I can’t remember the last time I wrote fiction. But this one just sort of happened, like writing tends to happen — out of nowhere, without warning. So enjoy it and vote for it! Because writing is great, but winning is also great!
Are Those Hearts?
She knew she was in trouble the moment she tried on the sheer, wine-colored blouse at the store. “Hearts, for Christ’s sake! Hearts!” she murmured as she tugged at the hem, the collar, the sleeves.
Tiny, pink hearts.
She wasn’t entirely on top of things when it came to fashion. But she could see that the shirt fit perfectly. It draped over her soft shape, resting on her hips like a pair of warm hands. She stared in the mirror and stuck out her tongue at her reflection. “You are thirty-fucking-eight years old. Pull it together.”
She wore the shirt the morning after, when an entire day stretched in front of them, lazy, promising. She wore a jacket and a scarf against the cool air and drizzle, but felt the soft fabric against her skin all day as they drove through early morning fog and walked on cobblestoned, ancient streets, like tourists.
She tried to decide whether it was OK to hold his hand. She remembered how his hands used to fit hers. They were small hands for a man, but so perfect against her palm, just the right amount of space between his fingers for hers, his thumb resting on top of her hand, his elbow curving into hers as they walked. But that was ages ago.
Would they still fit like that?
Later, after climbing up to the castle overlooking the city and the river, after eating fancy chocolate, after talking about kids and spouses and jobs and all the people they used to know, they drove back to her hotel.
He rested his right hand on her thigh, drawing small circles with his pinky finger.
“What are you thinking?” he asked. “I want to know.”
“Nothing,” she said, but really, she was thinking about everything all at once, her mind spinning faster than he was driving on the autobahn. In the quiet of the small car she tried to contain it all.
In the hotel room she kicked off her shoes, took off her jacket and the scarf, her earrings, watch, the ring with the big, smooth stone on her middle finger.
He stepped closer.
“Nice shirt. Are those hearts?”
“Yeah, they are.”
It didn’t matter.
He pinched each button, pushed them through their holes. Crumpled the fabric right at her shoulders and pulled and tugged until the hearts tumbled and landed by her left ankle. He stepped over the shirt and put a hand right on her chest, his fingers leaving small, white marks on her flesh.

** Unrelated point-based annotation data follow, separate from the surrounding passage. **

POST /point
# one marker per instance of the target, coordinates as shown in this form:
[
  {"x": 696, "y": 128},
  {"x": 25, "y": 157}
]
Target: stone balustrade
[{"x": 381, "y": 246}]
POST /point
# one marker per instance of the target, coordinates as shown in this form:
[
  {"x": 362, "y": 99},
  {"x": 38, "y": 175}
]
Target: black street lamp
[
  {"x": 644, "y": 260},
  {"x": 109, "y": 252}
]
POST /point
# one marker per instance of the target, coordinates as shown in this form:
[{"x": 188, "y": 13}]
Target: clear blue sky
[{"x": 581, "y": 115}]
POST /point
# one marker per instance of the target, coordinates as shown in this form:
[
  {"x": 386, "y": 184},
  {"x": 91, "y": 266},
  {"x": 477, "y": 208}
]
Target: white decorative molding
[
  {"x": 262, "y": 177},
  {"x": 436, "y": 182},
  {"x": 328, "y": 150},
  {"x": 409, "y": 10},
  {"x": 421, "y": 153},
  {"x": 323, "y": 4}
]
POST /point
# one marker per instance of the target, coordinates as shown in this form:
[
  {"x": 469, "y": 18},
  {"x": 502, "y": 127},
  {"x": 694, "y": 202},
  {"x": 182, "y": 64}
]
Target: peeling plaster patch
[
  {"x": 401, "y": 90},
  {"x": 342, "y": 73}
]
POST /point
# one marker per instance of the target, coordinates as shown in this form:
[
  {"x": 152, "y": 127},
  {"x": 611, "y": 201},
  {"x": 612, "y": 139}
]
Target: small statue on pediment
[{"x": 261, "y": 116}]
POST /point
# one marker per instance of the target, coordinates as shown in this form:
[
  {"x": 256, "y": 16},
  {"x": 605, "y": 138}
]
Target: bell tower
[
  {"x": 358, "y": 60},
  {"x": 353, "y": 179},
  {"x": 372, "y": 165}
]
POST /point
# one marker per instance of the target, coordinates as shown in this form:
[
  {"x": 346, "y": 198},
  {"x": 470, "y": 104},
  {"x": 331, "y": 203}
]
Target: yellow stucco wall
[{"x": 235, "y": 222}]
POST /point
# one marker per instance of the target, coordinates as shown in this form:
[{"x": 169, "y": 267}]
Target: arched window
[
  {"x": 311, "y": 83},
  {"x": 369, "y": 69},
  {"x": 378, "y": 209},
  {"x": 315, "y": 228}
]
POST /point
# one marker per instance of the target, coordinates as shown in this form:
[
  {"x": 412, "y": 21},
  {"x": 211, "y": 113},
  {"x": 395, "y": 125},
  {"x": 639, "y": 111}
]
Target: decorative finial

“It’s really criminal, the way you treat my clothes,” she whispered.
Then just a tiny push.
She fell back onto the bed and as she did she quickly held on to his shoulders—smooth, cool, perfect—so that they would fall together. So that she wouldn’t care about where her heart was at the moment—on the cheap carpet, under the bed, or right there, safely cradled in his hands.
This story as shortlisted in the MashStories flash fiction contest.